As we read in the second reading, the faith is something that gives hope.  Our faith is a journey towards a hope of things not seen. We do not have evidence as in the case with DNA or fossil records, but our minds and hearts tell us that our faith is not in vain. Even in science, scientists believe ideas without having evidence.  They rely on the law of parsimony which allows them to accept the best conclusion possible. We may not see a God hovering up over the earth on a throne or angels flying about, but we know based on our faith and what I call the “hints in nature” that there is a God (Romans 1:20).  My book, “Atheism Is Stupid” goes more into detail in this and I advise you to get a copy so that you can see why faith is important and why nothing in science disproves God.  Faith to us is a deep trust in God.  It is a relationship. Atheists love to mock theists regarding the idea of faith. They think of it as a religious person blindly following ideas without proof.  This is not what faith is.  Faith is not like, “hey I am going to just believe this” and not ask questions.  Instead, faith drives us to ask questions and seek more knowledge of God and the teachings of the Church.  This faith draws us to think and do things that the world does not understand because it dwells on what is immediately tangible by the senses (1 Corinthians 2:14).  Our faith must be a living organ in our lives, so to speak.  It must not be something we do on Sundays or holy days of obligation.  Faith is not something that must be done “in private.” If we use our faith as a part-time thing, we run the risk of being that faulty servant which Jesus speaks to us about in the Gospel.

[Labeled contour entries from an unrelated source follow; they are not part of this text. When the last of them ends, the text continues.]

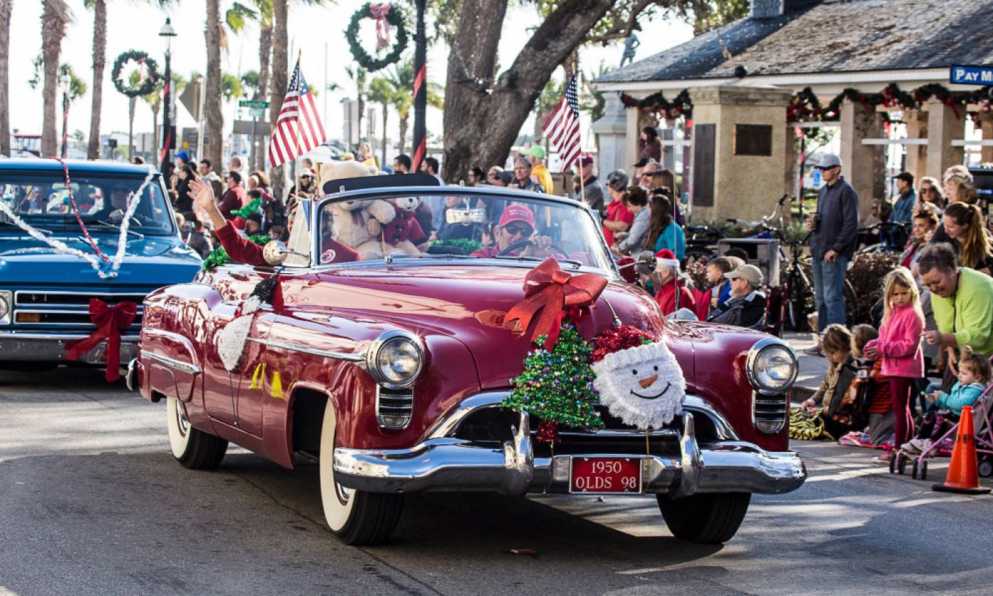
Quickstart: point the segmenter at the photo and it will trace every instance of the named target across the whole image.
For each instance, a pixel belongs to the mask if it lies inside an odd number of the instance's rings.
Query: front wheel
[[[190,425],[186,409],[176,397],[166,398],[166,424],[173,457],[191,470],[213,470],[227,452],[227,441]]]
[[[368,493],[343,487],[335,480],[335,407],[324,408],[321,427],[321,503],[328,527],[346,544],[385,542],[396,528],[403,495]]]
[[[682,499],[656,496],[662,519],[677,538],[702,544],[727,542],[741,526],[751,493],[704,493]]]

In the Gospel,  Jesus tells the disciples that they must not be afraid and must make radical changes in their lives.  This change includes and is not limited to, helping others, detachment from material goods, and a desire to be able to enjoy the treasures of heaven.  We must not be like the servant who was left in charge only to abuse others and lead by bad example.  Our faith must be authentic and not abused (Matthew 6:5).  Christ can come at any moment like a theif in the night(1 Thessalonians 5:2).  This is why we must be on alert doing the right thing by living out our faith with sincerity and zeal.  Our salvation truly depends on this commitment.  We must not be like the one who grabs the plow only to look back (Luke 9:62).  If we decided to follow Jesus, we must continue and not look back.  Each one of us plays an important role in the Church (1 Corinthians 12:12-26 ).  We cannot leave the work of faith to the clergy and sit back. Rather, we must utilize our roles in life to increase the faith in ourselves and in others.  If we do this, then we will be the good servant that takes care of the master’s house.  Let us continue to grow in faith and promote it.  We must not hide this light that was given to us. Like in the Olympics, we must hold the torch of faith up high so the world can see. We must fight the good fight and finish the race so we can receive the crown that never fades (1 Timothy 6:12, 1 Corinthians 9:25).  May Jesus Christ be praised!